Fidelity National Financial, Inc. (NYSE: FNF) and J. Alexander’s Corporation (NASDAQ: JAX) announced today that, on Monday, September 17, 2012, J. Alexander’s, FNF and the other named defendants entered into a memorandum of understanding (“MOU”) with the plaintiff and its counsel in connection with the class action lawsuit filed in Tennessee state court related to the proposed acquisition of J. Alexander’s by affiliates of FNF. The MOU reflects the parties’ agreement in principle to resolve the claims by the plaintiff against J. Alexander’s, its board of directors and FNF in connection with the tender offer and the merger agreement. Under the MOU, J. Alexander’s agreed to make certain supplemental disclosures in its Schedule 14D-9 in exchange for a release and settlement by the purported class of J. Alexander’s shareholders of all claims against J. Alexander’s, its board of directors, FNF and their respective affiliates and agents. J. Alexander’s filed its supplemental disclosures with the Securities and Exchange Commission (“SEC”) on September 17, 2012. FNF also filed corresponding supplemental disclosures with the SEC on that date.

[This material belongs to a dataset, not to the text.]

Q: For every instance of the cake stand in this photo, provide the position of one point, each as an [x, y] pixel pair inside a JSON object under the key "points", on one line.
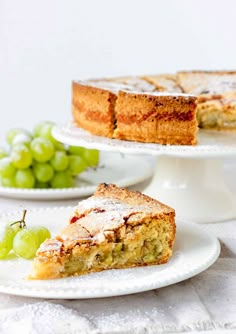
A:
{"points": [[188, 178]]}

FNF and J. Alexander’s are parties to an Amended and Restated Agreement and Plan of Merger, dated July 30, 2012, by and among J. Alexander’s, FNF, and certain affiliates of FNF, which was amended on September 5, 2012 to increase the offer price from $13.00 per share to $14.50 per share.
Lonnie J. Stout II, Chairman, President and Chief Executive Officer, said the Company’s board continues to recommend that J. Alexander’s shareholders tender their shares into FNF’s tender offer and confirmed that no additional offers have been received since J. Alexander’s announced FNF’s revised offer at $14.50.
“FNF’s offer at $14.50 per share represents the highest price and best proposal received by J. Alexander’s. J. Alexander’s board of directors believes that FNF’s revised tender offer is in the best interest of all J. Alexander’s shareholders.” The recommendation was included in the amendment to J. Alexander’s solicitation/recommendation statement on Schedule 14D-9.